New show highlights state’s connection to the American ceramic art scene

By Justin Franz
A piece by David Regan is on display at Beyond Craft: The Art of Ceramics a show that runs through April 7 at the Hockaday Museum of Art. Justin Franz | Flathead Beacon

If you were to ask someone where the epicenter of the American ceramic fine art scene is, you would get a lot of answers, and very few of them would include an old brickyard on the outskirts of Helena. In a state with celebrated painters and photographers, few know the story of how Montana has shaped contemporary ceramics over the last 60 years.

But that’s starting to change, thanks in part to a new show at Kalispell’s Hockaday Museum of Art titled “Beyond Craft: The Art of Ceramics.” The show opened on Feb. 15 and runs through April 7. It features the work of 25 Montana artists curated by the Hockaday’s Celinda English.
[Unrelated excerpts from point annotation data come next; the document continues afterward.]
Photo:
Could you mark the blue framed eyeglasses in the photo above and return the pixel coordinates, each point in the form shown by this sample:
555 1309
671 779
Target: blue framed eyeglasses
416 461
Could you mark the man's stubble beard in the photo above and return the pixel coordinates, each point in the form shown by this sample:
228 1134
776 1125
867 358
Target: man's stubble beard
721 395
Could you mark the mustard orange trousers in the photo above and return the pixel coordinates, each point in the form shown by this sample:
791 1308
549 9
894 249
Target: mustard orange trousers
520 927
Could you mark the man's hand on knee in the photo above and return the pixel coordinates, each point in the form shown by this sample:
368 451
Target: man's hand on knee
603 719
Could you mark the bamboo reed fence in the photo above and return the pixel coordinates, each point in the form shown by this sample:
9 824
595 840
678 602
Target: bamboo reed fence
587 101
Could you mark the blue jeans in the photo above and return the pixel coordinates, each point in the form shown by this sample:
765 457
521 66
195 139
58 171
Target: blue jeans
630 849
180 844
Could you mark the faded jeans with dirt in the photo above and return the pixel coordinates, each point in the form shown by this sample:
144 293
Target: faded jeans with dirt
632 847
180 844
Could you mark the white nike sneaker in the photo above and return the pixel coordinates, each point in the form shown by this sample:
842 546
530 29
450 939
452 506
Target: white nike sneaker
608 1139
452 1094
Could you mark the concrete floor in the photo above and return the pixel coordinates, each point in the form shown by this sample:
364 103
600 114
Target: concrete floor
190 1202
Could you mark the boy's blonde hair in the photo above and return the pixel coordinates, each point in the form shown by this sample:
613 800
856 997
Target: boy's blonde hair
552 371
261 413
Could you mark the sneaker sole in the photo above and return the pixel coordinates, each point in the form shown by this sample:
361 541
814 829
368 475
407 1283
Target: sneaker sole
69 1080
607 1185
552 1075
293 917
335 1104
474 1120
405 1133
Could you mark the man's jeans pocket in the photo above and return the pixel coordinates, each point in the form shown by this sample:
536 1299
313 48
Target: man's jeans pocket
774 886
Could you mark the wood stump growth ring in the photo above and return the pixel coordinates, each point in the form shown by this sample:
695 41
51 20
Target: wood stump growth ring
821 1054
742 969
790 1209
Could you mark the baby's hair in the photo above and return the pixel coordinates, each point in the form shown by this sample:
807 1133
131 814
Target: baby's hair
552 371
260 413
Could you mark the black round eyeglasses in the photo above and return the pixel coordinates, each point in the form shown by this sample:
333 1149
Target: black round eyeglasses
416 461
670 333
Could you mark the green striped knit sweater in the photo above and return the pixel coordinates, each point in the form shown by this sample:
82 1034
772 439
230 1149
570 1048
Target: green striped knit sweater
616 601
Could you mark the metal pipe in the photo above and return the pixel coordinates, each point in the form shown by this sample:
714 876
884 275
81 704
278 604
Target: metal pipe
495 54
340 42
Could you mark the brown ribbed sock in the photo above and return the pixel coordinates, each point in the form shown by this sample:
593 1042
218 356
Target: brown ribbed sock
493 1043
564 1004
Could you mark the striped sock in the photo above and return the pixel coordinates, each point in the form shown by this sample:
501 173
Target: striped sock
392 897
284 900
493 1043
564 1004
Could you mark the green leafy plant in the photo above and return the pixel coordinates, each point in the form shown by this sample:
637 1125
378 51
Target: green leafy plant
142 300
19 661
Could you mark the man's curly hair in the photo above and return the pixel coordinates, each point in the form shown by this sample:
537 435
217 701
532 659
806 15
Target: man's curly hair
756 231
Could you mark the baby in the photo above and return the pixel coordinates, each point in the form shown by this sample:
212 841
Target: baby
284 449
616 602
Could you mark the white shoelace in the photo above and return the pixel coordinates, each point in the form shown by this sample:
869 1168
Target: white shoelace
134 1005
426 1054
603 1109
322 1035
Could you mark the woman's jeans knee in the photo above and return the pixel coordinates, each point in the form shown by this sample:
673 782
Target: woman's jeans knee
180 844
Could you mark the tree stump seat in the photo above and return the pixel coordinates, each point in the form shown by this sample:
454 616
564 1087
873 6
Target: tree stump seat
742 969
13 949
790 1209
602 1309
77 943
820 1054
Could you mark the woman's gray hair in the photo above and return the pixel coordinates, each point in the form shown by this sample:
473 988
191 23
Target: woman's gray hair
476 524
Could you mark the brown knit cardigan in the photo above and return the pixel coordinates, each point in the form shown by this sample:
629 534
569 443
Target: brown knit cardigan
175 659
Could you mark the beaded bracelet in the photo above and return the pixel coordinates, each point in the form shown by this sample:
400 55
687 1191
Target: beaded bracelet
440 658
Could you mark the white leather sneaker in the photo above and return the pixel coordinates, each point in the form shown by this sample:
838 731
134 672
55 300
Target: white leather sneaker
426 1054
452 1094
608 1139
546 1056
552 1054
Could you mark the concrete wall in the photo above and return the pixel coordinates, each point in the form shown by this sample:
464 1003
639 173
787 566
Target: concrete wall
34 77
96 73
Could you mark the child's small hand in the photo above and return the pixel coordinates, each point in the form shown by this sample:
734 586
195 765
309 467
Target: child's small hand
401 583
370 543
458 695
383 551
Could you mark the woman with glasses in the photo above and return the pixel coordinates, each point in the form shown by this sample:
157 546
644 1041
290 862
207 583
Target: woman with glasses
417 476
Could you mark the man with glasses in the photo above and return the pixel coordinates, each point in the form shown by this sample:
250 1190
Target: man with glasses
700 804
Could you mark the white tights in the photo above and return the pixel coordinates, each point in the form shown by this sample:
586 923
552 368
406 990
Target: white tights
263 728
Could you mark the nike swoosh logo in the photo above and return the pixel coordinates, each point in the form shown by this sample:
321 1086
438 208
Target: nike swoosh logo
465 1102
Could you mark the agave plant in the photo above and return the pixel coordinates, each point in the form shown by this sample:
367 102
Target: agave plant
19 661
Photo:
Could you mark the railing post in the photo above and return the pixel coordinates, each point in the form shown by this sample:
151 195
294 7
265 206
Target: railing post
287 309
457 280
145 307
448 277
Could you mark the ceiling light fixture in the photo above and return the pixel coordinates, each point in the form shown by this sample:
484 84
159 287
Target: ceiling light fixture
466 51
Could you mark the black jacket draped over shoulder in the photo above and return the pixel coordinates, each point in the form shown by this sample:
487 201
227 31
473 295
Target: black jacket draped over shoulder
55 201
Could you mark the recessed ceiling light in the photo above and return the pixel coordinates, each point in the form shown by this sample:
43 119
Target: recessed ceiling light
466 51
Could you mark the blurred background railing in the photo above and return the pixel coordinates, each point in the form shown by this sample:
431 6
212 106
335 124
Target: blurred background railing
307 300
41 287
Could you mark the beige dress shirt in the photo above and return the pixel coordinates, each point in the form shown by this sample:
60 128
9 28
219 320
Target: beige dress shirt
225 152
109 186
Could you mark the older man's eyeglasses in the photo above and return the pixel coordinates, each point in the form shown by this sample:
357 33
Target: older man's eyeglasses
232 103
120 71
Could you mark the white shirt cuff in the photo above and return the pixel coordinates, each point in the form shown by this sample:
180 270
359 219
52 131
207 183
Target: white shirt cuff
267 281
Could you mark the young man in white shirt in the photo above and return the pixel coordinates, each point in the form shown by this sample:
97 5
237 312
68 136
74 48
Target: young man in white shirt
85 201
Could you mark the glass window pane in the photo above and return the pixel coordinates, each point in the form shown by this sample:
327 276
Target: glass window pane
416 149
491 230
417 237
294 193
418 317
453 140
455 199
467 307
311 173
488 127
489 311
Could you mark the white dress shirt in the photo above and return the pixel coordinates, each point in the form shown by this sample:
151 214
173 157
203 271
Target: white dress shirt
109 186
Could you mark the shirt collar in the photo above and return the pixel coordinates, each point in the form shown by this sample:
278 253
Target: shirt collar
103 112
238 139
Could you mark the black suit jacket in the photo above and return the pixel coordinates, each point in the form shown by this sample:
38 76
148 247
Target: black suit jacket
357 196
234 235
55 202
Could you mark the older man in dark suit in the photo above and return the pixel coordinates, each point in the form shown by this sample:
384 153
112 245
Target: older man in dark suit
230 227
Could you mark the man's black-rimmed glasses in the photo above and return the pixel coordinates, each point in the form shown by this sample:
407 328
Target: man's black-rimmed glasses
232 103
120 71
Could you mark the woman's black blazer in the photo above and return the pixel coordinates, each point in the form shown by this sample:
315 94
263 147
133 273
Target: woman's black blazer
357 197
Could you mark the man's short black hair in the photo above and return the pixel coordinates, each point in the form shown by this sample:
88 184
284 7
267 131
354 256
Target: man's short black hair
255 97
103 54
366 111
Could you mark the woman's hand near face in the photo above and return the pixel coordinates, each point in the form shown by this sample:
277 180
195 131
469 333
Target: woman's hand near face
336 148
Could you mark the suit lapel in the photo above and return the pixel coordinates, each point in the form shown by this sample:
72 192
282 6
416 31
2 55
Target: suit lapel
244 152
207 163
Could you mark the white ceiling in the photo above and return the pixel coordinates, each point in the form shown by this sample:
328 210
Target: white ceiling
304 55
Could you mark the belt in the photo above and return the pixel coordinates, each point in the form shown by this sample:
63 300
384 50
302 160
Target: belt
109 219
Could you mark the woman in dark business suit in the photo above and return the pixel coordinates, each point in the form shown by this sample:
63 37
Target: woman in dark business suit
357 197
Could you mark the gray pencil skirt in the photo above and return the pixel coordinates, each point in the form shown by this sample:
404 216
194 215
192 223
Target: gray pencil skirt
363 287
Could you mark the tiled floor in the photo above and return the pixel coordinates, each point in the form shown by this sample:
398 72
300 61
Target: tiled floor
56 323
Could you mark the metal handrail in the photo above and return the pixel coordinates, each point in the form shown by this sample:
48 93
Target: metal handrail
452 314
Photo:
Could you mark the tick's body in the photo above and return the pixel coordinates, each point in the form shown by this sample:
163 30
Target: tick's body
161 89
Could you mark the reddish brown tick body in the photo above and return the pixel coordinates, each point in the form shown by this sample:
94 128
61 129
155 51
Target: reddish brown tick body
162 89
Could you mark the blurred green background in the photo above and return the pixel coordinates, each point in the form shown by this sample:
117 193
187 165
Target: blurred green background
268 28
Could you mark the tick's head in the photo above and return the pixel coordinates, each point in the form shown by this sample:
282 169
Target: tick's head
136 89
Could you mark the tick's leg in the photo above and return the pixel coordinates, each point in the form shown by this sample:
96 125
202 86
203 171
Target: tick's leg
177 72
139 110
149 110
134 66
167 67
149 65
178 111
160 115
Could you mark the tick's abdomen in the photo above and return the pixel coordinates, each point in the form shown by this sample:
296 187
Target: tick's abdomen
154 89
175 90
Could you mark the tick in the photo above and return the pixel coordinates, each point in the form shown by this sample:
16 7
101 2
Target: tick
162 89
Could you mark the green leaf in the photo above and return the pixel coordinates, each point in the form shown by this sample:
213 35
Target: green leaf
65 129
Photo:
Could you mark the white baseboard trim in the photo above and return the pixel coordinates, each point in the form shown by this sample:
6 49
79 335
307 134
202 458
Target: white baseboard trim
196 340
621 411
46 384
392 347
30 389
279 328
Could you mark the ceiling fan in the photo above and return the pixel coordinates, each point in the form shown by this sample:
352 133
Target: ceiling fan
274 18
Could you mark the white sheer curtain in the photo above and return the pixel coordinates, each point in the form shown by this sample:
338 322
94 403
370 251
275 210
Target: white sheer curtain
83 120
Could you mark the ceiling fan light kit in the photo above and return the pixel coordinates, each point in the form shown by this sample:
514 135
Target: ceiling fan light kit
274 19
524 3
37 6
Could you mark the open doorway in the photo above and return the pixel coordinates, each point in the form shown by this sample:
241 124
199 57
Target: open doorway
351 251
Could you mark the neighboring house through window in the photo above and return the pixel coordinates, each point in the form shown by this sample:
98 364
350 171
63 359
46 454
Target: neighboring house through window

“We have an incredible amount of talented ceramic artists in Montana,” she said. “Curating this show was like sticking my hand into a bag of diamonds and picking out 25 amazing pieces.”

Montana’s rich ceramics tradition goes back to the 1950s and Archie Bray’s Western Clay Manufacturing Company. Bray was a bricklayer and avid fan of the arts, and he felt that ceramics could be more than just people making useful vases and bowls. He believed that, given the right environment, ceramics could become a fine art, so he opened an art center at the brickyard in 1951 as a place for anyone interested in pushing ceramics to the next level.

Montana artists Rudy Autio and Peter Voulkos were the art center’s first resident managers in the 1950s, and their work attracted national attention. A 1952 workshop at the center put Montana on the map, and the ceramics scene has been growing ever since. Eventually, the brickyard closed, but the Archie Bray Foundation for the Ceramic Arts has carried on its founder’s mission for decades.

Since its inception, “The Bray” has attracted hundreds of artists from around the world, including Flathead Valley’s David Regan. Regan was born in Buffalo, New York and became interested in ceramics as a child.

“I found ceramics both mesmerizing and endlessly challenging,” he said.

Regan attended the Nova Scotia College of Art and Design and later graduated with a bachelor of fine arts from the Rochester Institute of Technology in 1986. He did a residency with the Archie Bray Foundation from 1986 to 1988. Today, he’s a professor of ceramics at Flathead Valley Community College.

Regan’s piece in the Hockaday show is called “Water Rights” and was inspired by the smoky fall of 2017. It features two hands and a drawing of a water system along the arms. The sculpture is a perfect example of Regan’s work: a combination of three-dimensional ceramics and two-dimensional drawings, or “2.5D” has Regan likes to call it.

Other artists in the show include Candice Haster, Ken Kohoutek, Trey Hill and John Rawlings. English said she hopes the show educates visitors about the state’s incredible ceramics community.

“We see a lot of landscape art, but it’s our mission to also educate people on art that they’re not used to seeing,” she said.

Regan said he hopes the show will bring more attention to Montana’s role in the art of ceramics.

“A lot of people don’t realize how strong the ceramics scene is here,” Regan said. “Montana is a mecca of sorts of contemporary ceramic artists.”